Alors qu'il se présentait "professeur de philosophie et d’islamologie à l’Université de Fribourg" cette dernière précise qu'il était "chargé de cours"

Tariq Ramadan (Crédit : capture d’écran YouTube)
Tariq Ramadan (Crédit : capture d’écran YouTube)

Le piédestal de Tariq Ramadan n’en finit pas de s’effriter sous le poids des accusations de viols et d’usurpation de titre universitaire.

L’université de Fribourg, avec qui Tariq Ramadan a collaboré de 1997 à 2004, a tenu à apporter des précisions sur son statut au sein de l’institution où il a donné un cours d’introduction à l’islam.

« C’est un article publié le 10 novembre par le site d’investigation Mondafrique qui va attirer l’attention du Grand Conseil », explique Le Temps. « L’enquête pointe du doigt le fait qu’au début des années 2000, Tariq Ramadan se présentait régulièrement à l’étranger, notamment lorsqu’il adressait des chroniques au journal Le Monde, comme « professeur de philosophie et d’islamologie à l’Université de Fribourg », titre qu’il n’a jamais eu. Cette « carte de visite biaisée » lui permettait de se faire passer pour le titulaire d’une chaire universitaire suisse. »

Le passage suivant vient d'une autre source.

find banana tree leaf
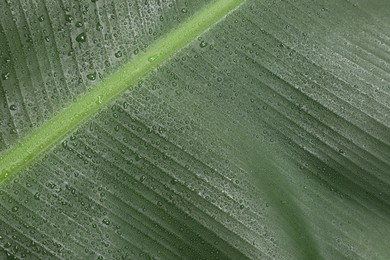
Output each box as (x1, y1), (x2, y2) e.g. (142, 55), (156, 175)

« Le gouvernement précise les chargés de cours ne font pas partie du ‘corps universitaire légalement constitué' », continue le journal suisse.

Mi-avril en Suisse,  Tariq Ramadan a fait face à une nouvelle accusation de viol, toujours en Suisse, rapportait alors la Tribune de Genève.

Une Suissesse, dont l’identité n’a pas été révélée, a demandé à la justice helvétique de poursuivre M. Ramadan, 55 ans, pour l’avoir violée et retenue contre son gré pendant plusieurs heures dans une chambre d’hôtel de Genève en 2008, précise le quotidien.

Contacté par l’AFP, l’avocat de cette femme, Me Romain Jordan, a confirmé qu’une plainte avait été déposée, mais s’est refusé à tout autre commentaire dans l’immédiat.

Citoyen suisse et égyptien, Tariq Ramadan, professeur à l’université britannique d’Oxford et petit-fils du fondateur du mouvement terroriste des Frères musulmans, a été inculpé en février à Paris pour viol et viol sur personne vulnérable, et placé en détention.

Il nie toutes ces accusations.

Sa nouvelle accusatrice en Suisse, une femme convertie à l’islam qui avait une quarantaine d’années à l’époque des faits, a indiqué dans son témoignage long de 13 pages qu’elle avait à l’époque des difficultés familiales, et avait cherché le soutien moral de ce professeur, selon le journal.

Après avoir fait sa connaissance à l’occasion de la signature d’un livre à Genève en 2008, elle avait commencé à correspondre avec lui via les réseaux sociaux.

M. Ramadan aurait ensuite profité d’une invitation à prendre un café pour l’attirer dans sa chambre d’hôtel, où il l’aurait violée et retenue pendant des heures contre son gré. « J’ai eu peur de mourir. J’étais terrifiée et paralysée », raconte-t-elle dans son témoignage, cité par le quotidien.

La victime présumée explique qu’elle était trop effrayée à l’époque pour aller porter plainte, mais qu’elle y a été encouragée par les dépôts de plainte récents pour agression sexuelle à l’encontre de M. Ramadan.